Monday, July 20, 2009

The Gift Economist - The marketplace has spoken. The marketplace wants free - Questions for Chris Anderson

As the editor of Wired magazine and a champion of the online life, you have just written a controversial book, “Free: The Future of a Radical Price,” that suggests that companies can profit by giving away digital services and products. It’s paradoxical. By giving away products to lots of people, you can make money. Free is the greatest marketing tool there is. It allows you to expose the biggest audience to what you do, and then the question is: Who’s going to pay? Google is the poster child of free. It’s one of the most profitable companies in America, but it doesn’t show up on your credit-card statement.
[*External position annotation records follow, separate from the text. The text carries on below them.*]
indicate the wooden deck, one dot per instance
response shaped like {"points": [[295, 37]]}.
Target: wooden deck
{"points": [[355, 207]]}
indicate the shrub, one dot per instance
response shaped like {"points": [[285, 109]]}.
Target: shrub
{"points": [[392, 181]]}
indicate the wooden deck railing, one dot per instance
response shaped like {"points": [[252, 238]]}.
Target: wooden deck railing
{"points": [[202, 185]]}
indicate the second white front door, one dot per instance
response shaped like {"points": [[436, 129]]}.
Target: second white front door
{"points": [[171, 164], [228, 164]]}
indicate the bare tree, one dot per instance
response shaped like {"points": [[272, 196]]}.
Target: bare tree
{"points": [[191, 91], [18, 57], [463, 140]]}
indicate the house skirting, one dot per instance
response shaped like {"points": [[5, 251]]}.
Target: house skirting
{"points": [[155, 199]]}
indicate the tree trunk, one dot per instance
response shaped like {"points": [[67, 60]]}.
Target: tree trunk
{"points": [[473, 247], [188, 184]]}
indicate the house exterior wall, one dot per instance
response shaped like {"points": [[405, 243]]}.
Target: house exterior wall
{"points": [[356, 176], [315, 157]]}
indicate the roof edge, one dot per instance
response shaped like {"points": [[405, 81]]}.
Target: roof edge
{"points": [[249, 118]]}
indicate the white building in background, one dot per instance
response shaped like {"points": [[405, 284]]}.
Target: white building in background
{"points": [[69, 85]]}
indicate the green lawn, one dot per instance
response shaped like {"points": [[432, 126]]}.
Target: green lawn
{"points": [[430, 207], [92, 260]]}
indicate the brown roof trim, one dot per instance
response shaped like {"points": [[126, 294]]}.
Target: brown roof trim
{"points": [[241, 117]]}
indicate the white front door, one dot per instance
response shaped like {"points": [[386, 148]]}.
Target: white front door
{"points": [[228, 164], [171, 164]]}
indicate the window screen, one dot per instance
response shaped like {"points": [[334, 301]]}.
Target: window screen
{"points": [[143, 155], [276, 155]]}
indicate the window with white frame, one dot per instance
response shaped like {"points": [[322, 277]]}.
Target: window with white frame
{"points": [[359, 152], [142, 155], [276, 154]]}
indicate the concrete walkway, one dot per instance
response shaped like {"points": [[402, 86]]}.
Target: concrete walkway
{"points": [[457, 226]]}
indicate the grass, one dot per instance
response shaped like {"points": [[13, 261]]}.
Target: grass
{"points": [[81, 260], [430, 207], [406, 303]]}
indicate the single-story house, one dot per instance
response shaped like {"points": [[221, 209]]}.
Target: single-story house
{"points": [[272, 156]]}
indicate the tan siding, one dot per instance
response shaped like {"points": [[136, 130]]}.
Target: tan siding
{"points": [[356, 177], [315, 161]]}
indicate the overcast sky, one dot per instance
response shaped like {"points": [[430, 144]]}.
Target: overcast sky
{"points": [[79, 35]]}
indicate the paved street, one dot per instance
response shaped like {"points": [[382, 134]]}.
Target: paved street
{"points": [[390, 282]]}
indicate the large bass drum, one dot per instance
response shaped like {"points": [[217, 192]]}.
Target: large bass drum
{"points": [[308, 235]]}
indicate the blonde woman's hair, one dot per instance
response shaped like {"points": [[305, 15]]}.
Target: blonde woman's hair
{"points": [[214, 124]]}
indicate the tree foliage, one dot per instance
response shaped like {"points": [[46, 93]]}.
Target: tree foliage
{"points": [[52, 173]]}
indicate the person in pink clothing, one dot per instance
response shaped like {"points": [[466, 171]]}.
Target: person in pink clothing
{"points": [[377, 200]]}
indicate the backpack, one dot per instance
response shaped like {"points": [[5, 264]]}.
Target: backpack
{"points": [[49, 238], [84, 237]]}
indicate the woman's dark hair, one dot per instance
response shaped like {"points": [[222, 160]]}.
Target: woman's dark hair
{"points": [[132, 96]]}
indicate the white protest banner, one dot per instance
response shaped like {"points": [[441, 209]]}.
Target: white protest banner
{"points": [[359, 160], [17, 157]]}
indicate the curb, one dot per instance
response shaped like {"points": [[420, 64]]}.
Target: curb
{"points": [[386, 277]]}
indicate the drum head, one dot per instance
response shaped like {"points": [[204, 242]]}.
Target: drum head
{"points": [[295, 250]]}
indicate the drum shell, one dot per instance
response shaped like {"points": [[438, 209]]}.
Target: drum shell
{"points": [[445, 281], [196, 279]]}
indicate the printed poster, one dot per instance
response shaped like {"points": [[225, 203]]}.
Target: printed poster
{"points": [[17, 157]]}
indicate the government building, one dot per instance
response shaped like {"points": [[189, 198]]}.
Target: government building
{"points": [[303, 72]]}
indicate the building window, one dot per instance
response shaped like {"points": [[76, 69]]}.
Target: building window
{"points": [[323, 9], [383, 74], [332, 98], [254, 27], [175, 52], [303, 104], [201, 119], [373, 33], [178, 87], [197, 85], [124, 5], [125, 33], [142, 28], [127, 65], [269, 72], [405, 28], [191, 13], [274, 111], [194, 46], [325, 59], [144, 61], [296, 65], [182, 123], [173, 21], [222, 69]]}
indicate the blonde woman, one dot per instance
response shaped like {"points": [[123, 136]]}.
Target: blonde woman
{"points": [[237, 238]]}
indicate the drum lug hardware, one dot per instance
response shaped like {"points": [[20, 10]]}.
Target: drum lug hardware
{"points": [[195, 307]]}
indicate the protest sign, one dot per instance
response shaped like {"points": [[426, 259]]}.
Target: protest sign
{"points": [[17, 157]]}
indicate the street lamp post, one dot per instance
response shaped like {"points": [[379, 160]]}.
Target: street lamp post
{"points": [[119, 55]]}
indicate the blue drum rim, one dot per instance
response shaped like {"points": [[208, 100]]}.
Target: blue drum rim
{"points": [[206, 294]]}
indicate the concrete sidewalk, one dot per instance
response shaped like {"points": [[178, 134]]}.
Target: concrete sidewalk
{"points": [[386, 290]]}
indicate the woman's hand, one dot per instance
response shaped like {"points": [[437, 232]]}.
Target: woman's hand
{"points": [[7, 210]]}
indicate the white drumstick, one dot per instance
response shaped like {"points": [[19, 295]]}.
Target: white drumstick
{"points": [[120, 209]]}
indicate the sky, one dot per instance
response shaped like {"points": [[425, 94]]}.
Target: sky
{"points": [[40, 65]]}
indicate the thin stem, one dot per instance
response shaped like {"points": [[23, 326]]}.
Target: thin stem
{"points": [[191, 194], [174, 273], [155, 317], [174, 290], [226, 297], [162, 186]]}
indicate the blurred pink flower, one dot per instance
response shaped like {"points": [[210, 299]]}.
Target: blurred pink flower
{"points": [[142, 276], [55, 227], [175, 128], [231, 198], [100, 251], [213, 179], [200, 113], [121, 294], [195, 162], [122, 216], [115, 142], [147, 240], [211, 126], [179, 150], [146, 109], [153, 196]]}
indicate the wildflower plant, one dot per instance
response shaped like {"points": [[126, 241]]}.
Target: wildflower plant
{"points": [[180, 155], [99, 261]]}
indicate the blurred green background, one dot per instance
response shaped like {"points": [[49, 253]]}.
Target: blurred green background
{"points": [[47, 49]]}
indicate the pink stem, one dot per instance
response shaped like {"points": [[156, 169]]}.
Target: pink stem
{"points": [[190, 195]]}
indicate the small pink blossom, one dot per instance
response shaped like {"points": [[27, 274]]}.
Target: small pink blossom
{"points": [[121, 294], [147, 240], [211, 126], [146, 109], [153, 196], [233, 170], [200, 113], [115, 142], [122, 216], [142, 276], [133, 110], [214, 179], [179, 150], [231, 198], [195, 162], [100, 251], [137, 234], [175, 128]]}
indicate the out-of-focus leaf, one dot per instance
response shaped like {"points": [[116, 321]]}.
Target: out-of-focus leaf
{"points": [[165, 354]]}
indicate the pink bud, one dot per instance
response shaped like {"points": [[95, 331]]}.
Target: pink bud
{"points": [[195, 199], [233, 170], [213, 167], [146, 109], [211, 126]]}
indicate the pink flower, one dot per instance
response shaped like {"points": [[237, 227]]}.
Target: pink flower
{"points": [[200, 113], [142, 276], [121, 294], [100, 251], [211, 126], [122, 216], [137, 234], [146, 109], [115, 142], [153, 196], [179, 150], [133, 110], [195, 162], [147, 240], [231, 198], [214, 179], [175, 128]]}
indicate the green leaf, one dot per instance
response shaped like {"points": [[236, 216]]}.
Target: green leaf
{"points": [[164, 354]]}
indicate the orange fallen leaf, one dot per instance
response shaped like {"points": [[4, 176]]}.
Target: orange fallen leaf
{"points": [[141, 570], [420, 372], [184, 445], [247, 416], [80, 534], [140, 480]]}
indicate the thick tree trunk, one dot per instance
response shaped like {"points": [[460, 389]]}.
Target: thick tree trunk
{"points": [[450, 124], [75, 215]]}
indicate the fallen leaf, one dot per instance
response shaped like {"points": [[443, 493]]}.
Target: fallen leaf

Several critics have already pointed out flaws in your argument, citing YouTube as an example of a mass sensation that is losing enormous sums of money. YouTube is owned by Google and today loses money. But Google has achieved something extraordinary, which is a network-television-size audience. The problem with YouTube is not that it costs too much to deliver that video but that we have not found a way to migrate television advertising as quickly as the television audience has migrated.

Why not just sell subscriptions, as in the HBO model, which proves that people are willing to pay for quality?

The original concept of the information superhighway from the early ’90s was going to be exactly that. We’re now 15 years past that, and the marketplace has spoken. The marketplace wants free. Consumers want free, and if you decide to set up a subscription service, then your competitor will make a free one.